On 03/11/14 16:32, Alex Hermann wrote:
On Monday 03 November 2014, Daniel-Constantin Mierla wrote:
what would be the situation to happen like that? Have you spotted a case when an non established dialog lasting for more than 5 minutes is still referenced externally by pointer?
I had a segfault because another process was handling a very late reply. I don't know the exact circumstances that led to it.
For cases when it can take many minutes to come back to a dialog, the dialog ids should be cloned and used for searching dialog when needed.
The whole idea of refcounting is not to hold a lock during processing, but just during obtaining a pointer to the object. Refcounted objects should never be deleted when they are still being referenced by others.

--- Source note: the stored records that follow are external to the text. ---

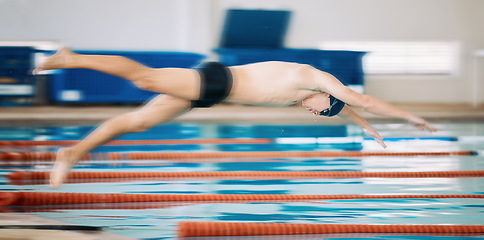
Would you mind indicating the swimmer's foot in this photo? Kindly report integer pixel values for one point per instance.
(65, 160)
(61, 59)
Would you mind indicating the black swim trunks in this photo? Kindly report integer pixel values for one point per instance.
(215, 86)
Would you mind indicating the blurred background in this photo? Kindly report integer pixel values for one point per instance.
(415, 51)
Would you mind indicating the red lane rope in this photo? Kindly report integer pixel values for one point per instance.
(144, 142)
(33, 175)
(58, 198)
(203, 229)
(254, 154)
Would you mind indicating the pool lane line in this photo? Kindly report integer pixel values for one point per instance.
(205, 229)
(279, 140)
(38, 175)
(59, 198)
(27, 156)
(142, 142)
(53, 227)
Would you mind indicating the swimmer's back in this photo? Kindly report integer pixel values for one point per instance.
(272, 83)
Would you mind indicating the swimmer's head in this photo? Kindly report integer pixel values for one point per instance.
(323, 104)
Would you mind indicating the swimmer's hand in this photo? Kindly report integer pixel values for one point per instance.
(375, 135)
(421, 124)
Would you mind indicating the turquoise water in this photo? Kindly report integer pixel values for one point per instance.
(159, 220)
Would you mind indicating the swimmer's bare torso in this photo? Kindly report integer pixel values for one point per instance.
(273, 83)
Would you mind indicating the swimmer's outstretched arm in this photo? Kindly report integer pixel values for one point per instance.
(333, 86)
(159, 110)
(349, 114)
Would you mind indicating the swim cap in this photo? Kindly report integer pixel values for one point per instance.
(335, 107)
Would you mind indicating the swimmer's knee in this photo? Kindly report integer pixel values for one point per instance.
(146, 80)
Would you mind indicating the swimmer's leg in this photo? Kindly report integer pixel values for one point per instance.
(179, 82)
(159, 110)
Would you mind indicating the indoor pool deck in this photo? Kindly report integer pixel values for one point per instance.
(223, 112)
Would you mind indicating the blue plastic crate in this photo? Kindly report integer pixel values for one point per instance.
(254, 28)
(16, 79)
(89, 86)
(345, 65)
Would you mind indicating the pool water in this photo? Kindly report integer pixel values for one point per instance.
(159, 220)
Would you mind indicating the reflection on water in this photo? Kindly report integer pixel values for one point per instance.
(158, 220)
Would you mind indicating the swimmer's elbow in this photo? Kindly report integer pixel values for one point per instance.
(366, 102)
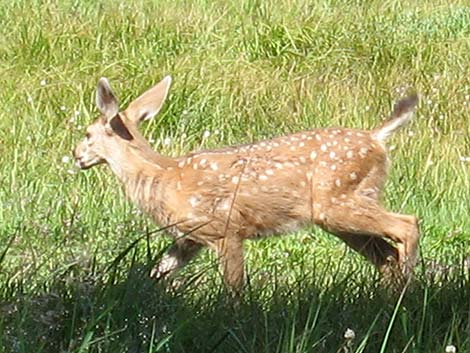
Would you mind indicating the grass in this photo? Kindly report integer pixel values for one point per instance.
(74, 255)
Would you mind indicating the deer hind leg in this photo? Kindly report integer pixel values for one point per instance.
(179, 254)
(366, 218)
(378, 251)
(230, 253)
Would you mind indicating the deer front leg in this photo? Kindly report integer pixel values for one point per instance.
(378, 251)
(179, 254)
(230, 253)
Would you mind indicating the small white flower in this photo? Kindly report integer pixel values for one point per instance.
(464, 159)
(451, 349)
(349, 334)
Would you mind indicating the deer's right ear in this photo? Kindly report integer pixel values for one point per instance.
(105, 99)
(149, 104)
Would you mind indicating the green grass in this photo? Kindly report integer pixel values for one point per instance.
(74, 255)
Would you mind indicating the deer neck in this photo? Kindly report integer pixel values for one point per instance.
(135, 162)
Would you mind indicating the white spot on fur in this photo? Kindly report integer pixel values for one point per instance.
(193, 200)
(363, 152)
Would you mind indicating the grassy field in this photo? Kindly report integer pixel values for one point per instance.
(74, 255)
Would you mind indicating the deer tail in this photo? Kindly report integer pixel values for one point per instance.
(401, 115)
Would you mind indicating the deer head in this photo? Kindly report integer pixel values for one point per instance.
(115, 133)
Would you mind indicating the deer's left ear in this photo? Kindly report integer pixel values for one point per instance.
(149, 104)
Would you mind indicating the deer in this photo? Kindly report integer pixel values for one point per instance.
(329, 177)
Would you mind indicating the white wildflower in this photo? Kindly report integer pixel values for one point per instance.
(465, 159)
(451, 349)
(349, 334)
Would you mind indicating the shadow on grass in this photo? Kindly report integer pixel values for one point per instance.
(125, 311)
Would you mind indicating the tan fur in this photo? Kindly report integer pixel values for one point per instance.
(331, 177)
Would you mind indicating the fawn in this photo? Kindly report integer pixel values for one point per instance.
(331, 177)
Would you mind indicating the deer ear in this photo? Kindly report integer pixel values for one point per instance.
(105, 100)
(119, 128)
(149, 104)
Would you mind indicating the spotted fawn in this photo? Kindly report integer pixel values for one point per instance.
(331, 177)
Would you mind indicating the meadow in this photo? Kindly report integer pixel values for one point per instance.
(75, 255)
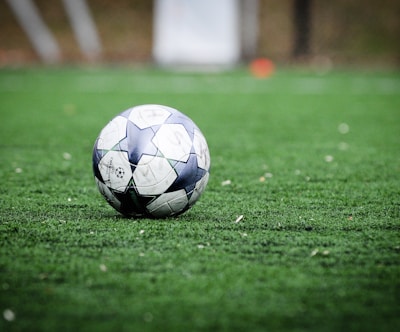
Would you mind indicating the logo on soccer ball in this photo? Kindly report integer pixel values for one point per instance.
(151, 161)
(119, 172)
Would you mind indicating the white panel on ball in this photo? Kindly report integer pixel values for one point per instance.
(201, 148)
(115, 170)
(106, 192)
(112, 133)
(196, 32)
(148, 115)
(199, 188)
(153, 175)
(168, 203)
(173, 141)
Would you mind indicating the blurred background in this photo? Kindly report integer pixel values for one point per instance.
(327, 33)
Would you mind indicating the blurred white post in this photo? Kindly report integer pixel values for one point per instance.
(39, 35)
(84, 27)
(196, 32)
(250, 30)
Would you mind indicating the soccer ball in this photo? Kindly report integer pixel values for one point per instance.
(151, 161)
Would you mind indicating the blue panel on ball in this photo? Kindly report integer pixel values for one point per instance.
(139, 142)
(188, 174)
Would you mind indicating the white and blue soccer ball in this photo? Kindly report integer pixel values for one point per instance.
(151, 161)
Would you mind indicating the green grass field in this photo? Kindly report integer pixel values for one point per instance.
(311, 162)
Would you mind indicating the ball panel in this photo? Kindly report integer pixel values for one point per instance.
(139, 142)
(188, 174)
(198, 190)
(112, 133)
(148, 115)
(108, 195)
(173, 141)
(153, 175)
(169, 204)
(201, 149)
(115, 170)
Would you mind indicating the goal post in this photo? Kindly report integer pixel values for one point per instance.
(197, 32)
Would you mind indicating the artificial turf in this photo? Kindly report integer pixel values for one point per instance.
(311, 162)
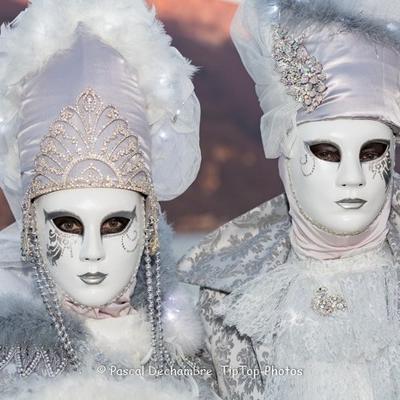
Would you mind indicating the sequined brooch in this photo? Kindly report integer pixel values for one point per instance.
(325, 304)
(301, 73)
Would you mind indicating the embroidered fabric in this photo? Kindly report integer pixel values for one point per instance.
(349, 354)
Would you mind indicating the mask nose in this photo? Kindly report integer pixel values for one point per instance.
(350, 173)
(92, 245)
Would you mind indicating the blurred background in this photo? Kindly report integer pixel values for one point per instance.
(234, 176)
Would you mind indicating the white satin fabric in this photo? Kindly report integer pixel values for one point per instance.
(87, 64)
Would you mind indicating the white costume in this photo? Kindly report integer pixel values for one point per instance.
(99, 121)
(301, 302)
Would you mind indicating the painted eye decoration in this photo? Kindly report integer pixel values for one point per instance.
(114, 225)
(331, 153)
(326, 151)
(69, 225)
(372, 151)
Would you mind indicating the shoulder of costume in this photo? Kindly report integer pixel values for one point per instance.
(24, 322)
(238, 250)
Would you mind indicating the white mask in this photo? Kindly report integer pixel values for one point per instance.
(91, 241)
(340, 172)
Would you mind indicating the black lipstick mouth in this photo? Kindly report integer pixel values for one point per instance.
(92, 278)
(351, 204)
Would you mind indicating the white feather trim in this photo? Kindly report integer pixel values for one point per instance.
(182, 325)
(47, 27)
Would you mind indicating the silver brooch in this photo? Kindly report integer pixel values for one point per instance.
(325, 304)
(301, 73)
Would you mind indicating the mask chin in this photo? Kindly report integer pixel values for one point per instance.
(92, 249)
(343, 196)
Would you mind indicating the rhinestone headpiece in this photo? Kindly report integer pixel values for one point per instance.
(301, 73)
(89, 146)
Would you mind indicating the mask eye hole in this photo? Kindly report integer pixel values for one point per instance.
(325, 151)
(69, 225)
(114, 225)
(372, 151)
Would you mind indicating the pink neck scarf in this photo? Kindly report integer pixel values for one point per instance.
(118, 308)
(307, 240)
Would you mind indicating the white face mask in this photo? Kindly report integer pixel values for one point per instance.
(91, 241)
(340, 172)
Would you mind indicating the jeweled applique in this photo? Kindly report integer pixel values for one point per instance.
(325, 304)
(301, 73)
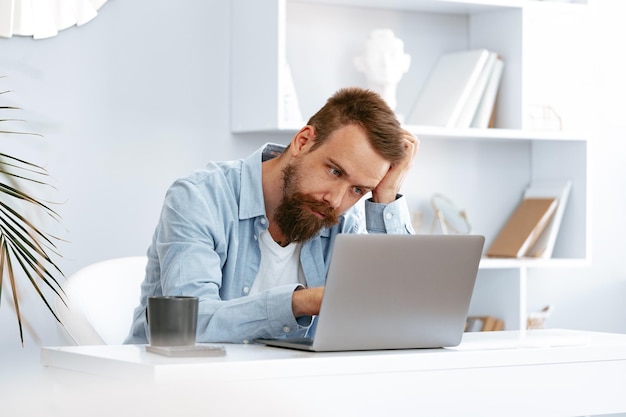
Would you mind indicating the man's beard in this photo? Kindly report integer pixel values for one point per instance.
(294, 216)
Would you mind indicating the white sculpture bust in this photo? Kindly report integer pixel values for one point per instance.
(383, 62)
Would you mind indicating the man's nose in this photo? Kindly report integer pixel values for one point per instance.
(335, 195)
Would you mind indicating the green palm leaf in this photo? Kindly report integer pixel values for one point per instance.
(26, 252)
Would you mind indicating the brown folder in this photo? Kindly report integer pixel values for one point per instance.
(523, 228)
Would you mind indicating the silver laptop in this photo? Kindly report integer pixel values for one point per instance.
(394, 292)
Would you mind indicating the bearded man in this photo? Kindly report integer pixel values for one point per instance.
(252, 238)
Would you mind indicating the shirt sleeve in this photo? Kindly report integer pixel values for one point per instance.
(392, 218)
(195, 246)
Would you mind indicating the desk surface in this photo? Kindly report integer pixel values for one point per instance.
(544, 372)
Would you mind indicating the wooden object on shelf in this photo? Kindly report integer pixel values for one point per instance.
(483, 324)
(523, 228)
(544, 246)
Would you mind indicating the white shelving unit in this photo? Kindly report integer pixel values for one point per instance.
(483, 170)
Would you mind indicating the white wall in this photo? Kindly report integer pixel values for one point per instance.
(140, 96)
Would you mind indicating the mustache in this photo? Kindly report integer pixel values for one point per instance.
(323, 208)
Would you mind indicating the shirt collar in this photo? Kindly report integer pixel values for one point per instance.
(252, 203)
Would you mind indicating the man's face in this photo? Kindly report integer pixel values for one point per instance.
(320, 185)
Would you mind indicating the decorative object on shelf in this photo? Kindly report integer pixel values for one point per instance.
(537, 320)
(383, 62)
(451, 219)
(416, 220)
(44, 18)
(289, 107)
(544, 117)
(484, 116)
(523, 228)
(460, 90)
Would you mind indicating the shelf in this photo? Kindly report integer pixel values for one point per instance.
(442, 133)
(505, 263)
(306, 46)
(441, 6)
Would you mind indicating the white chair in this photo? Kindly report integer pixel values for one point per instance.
(100, 301)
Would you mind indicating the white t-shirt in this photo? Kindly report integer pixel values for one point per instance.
(279, 265)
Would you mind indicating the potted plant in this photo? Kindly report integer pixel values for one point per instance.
(26, 251)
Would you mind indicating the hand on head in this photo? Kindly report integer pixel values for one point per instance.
(388, 188)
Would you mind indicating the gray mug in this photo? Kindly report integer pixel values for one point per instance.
(172, 320)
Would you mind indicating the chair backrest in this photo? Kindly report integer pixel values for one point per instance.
(100, 301)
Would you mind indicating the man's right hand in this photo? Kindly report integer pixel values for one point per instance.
(307, 301)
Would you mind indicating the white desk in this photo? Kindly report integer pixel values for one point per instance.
(549, 372)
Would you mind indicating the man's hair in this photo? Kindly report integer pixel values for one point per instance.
(366, 109)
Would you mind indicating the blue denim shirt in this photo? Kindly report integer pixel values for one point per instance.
(206, 245)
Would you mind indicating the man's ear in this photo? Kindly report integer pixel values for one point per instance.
(303, 140)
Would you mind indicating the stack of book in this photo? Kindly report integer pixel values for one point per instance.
(460, 91)
(483, 324)
(532, 228)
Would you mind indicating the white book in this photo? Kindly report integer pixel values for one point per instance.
(473, 100)
(544, 246)
(6, 18)
(488, 100)
(448, 87)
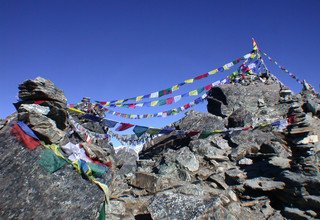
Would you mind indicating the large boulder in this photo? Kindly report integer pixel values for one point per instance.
(41, 89)
(246, 104)
(29, 192)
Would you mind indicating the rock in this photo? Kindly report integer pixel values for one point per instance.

In this case, the process handling the reply behaved well and had upped the refcounter. The timer process ignored the refcount and freed the object still in use.
Now that i think of it, the proper thing to do here would probably be just to unref the dlg instead of open-coding around it.
Reference counters are good as long as they are used in predictable circumstances. The problem encountered so far were related to the fact that not all calls have proper signaling (e.g., network issues, buggy clients), the reason for this cleanup routine as well (i.e., also sip protocol relies on a time interval for not receiving ACK).
My goal was to figure out what was the situation, see if it is something predictable that can be fixed in source code -- dialogs staying too long in a state that shouldn't take too long are susceptible to issues and it is better if we know what was the reason.
Daniel